- Born: 9 August 1909 Södermanland, Sweden
- Died: 9 December 2001 (aged 92)
- Education: Karolinska institutet; Serafimerlasarettet;
- Known for: Welander's distal myopathy; Kugelberg-Welander disease;
- Scientific career
- Fields: Neurology
- Thesis: Myopathia distalis tarda hereditaria: 249 examined cases in 72 pedigrees (1951)

= Lisa Welander =

Swedish neurologist

Lisa Welander (9 August 1909 - 9 December 2001) was a Swedish neurologist, and was Sweden's first professor of neurology, taking up her professorship at Umeå University from 1964 to 1975.

== Career ==
Welander graduated from Örebro University in 1928, and became a medical licentiate in Stockholm in 1937. She received her doctorate of medicine in 1952 from the Karolinska Institute and then became an associate professor of neurology there, and in 1953 at the Medical College of the University of Gothenburg. Welander became a professor of neurology at Umeå University from 1964 to 1975.

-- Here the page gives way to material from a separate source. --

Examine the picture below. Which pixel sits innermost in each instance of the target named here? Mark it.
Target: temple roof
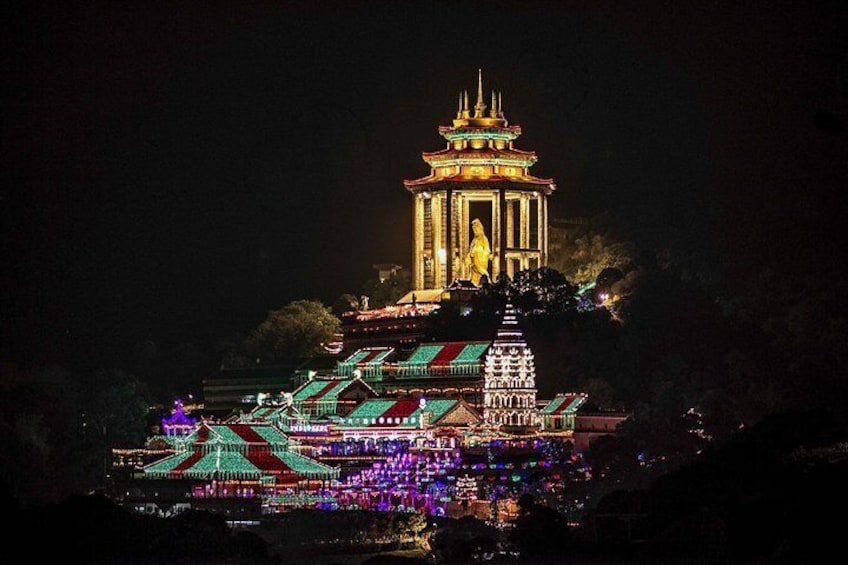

In 1951 Welander was the first to describe the hereditary muscular disease Welander's distal myopathy, a type of distal muscular dystrophy. Welander is also known for her work with Eric Kugelberg on spinal muscular atrophy (SMA). The juvenile manifestation of the disease SMA type III is named after her and her colleague Kugelberg-Welander disease.

== Publications ==

- Welander, L. (1951). "Myopathia distalis tarda hereditaria; 249 examined cases in 72 pedigrees." Acta Medica Scandinavica. Supplementum. 265:1-124.
- Kugelberg, E., Welander, L. (1956). "Heredofamilial juvenile muscular atrophy simulating muscular dystrophy". Archives of Neurology and Psychiatry. 75(5): 500-509. doi:10.1001/archneurpsyc.1956.02330230050005
- Welander, L. (1957). "Homozygous Appearance of Distal Myopathy". Acta Genetica et Statistica Medica. 7(2): 321-325. doi:10.1159/000150998
- Welander, L. (1961). Genetic research in muscular diseases in Sweden. In Proceeding df the Second International Congress of Human, Genetics. Roma. 3:1629-1636.